China vows to keep cash flowing as squeeze roils markets

China's central bank said Friday it would "adjust" tight liquidity after a weeks-long squeeze that has rattled financial markets concerned over the impact on the world's second-largest economy, which is already slowing.

The assurance from governor of the People's Bank of China (PBoC), Zhou Xiaochuan, helped support sentiment on China's stock market after a sell-off earlier this week that sent ripples worldwide.

"The PBoC will use all sorts of instruments and measures to adjust the overall liquidity level, so as to ensure the overall stability of the market," Zhou said in his first public comments on the issue.

Speaking at a financial forum in Shanghai, he added the bank would ensure the "normal operation" of the economy.

There is anxiety that tightening credit could spread into the broader economy, with some Chinese companies reportedly running short of cash to settle suppliers' bills.

A Shanghai provider of small loans said private firms consistently have trouble getting access to capital, and that the impact of the bank liquidity squeeze had yet to be fully felt.

"Recently there are more manufacturing and construction companies coming to us for loans," said Gu Yang of Shanghai Kangxin Micro-credit Co.

For three weeks, funds have been in short supply on China's interbank market, and the interest rates banks charge to lend to each other surged to record highs last week before easing again.

The PBoC was said to be worried about risk from a boom in credit, but on Tuesday the bank confirmed it had offered liquidity "support" to financial institutions and pledged to provide more if needed.

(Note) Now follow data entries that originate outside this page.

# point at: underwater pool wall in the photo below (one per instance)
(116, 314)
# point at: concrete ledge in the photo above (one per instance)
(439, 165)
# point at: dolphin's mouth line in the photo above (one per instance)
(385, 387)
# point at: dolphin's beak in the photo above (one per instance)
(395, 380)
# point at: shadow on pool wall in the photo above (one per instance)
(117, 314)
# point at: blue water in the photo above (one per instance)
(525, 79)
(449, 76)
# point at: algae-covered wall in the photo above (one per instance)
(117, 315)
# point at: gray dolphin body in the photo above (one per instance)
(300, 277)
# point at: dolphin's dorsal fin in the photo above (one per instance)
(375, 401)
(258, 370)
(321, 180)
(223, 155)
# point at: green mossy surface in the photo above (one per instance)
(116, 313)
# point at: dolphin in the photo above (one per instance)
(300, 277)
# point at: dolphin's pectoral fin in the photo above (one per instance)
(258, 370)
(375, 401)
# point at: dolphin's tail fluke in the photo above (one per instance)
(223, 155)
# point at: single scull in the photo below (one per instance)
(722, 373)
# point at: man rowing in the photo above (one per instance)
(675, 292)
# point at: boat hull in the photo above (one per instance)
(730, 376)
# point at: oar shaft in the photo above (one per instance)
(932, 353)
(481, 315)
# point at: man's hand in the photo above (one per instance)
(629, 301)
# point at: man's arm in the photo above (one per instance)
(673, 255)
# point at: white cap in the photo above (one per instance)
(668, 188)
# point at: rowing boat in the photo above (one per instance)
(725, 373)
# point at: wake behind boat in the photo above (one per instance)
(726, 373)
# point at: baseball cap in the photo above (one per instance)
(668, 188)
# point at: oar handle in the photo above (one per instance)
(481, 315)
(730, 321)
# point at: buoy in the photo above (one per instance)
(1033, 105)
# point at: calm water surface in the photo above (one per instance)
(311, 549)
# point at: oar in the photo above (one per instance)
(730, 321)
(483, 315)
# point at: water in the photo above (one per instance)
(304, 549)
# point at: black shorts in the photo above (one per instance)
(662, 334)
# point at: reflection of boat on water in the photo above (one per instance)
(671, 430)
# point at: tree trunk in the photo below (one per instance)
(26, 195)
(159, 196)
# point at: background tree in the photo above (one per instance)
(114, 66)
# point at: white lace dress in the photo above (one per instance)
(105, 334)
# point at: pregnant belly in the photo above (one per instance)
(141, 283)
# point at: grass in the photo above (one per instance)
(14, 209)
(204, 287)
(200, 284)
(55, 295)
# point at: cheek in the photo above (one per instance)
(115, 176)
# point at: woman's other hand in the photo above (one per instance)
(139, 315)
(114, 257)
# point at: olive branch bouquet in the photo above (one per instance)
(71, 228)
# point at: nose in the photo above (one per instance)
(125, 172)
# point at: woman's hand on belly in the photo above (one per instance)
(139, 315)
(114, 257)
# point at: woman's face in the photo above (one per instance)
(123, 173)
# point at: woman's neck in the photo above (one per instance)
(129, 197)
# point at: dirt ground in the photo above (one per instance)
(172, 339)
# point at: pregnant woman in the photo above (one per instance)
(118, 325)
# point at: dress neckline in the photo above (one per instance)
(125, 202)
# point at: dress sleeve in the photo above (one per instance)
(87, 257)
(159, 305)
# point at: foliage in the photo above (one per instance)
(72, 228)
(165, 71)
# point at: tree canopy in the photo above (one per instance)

That statement marked an apparent change of course after the central bank earlier ruled out providing fresh funds and ordered banks to put their financial houses in order.

The central bank reversal came after Chinese stocks had closed at lows unseen since the global financial crisis in 2009.

Zhou's comments helped nudge Chinese stocks higher Friday with the benchmark Shanghai Composite Index up 0.70 percent in afternoon trading.

But analysts said the PBoC would have to take more radical action for the market to rise further, with the focus now shifting to the weak domestic economy.

"This is more like a kind of gesture, declaring his stance to tell everyone not to panic," said Liu Shengjun, executive deputy director of the Lujiazui Institute of International Finance.

Zhou remained confident about China's growth, though he acknowledged the economy had slowed.

"The Chinese economy, basically speaking, has maintained stable growth," the central bank chief said.

"The growth rate has slowed down a little bit, but it is still in a reasonable range," he said, although gave no specific figure.

China has set its economic growth target at 7.5 percent for 2013.

China's economy, a crucial driver of global growth, expanded 7.8 percent in 2012 -- its slowest pace in 13 years -- and recorded a surprisingly weak 7.7 percent expansion in this year's first quarter, well below forecasts.

Zhou said China would maintain its current monetary policy, although he hinted at possible tweaks ahead.

"The PBoC will continue to maintain a prudent monetary policy and fine-tune when and as appropriate," he said.

Some analysts forecast China could loosen monetary policy by lowering the level of funds that banks must hold in reserve, or even cutting interest rates if economic growth slows sharply.

Research company Capital Economics on Friday put China's economic growth for the second quarter -- due to be officially announced on July 15 -- at 7.5 percent.

"Economic activity weakened markedly in (the first quarter), and has continued to slow since then," it said.

"The extremely tight liquidity conditions over the last few weeks won't have helped confidence, although any impact will not show up in the hard data until later."

Despite the fears of a slowdown, Zhou pledged that China would push forward with economic reforms, including moving towards freeing up capital flows in and out of the country.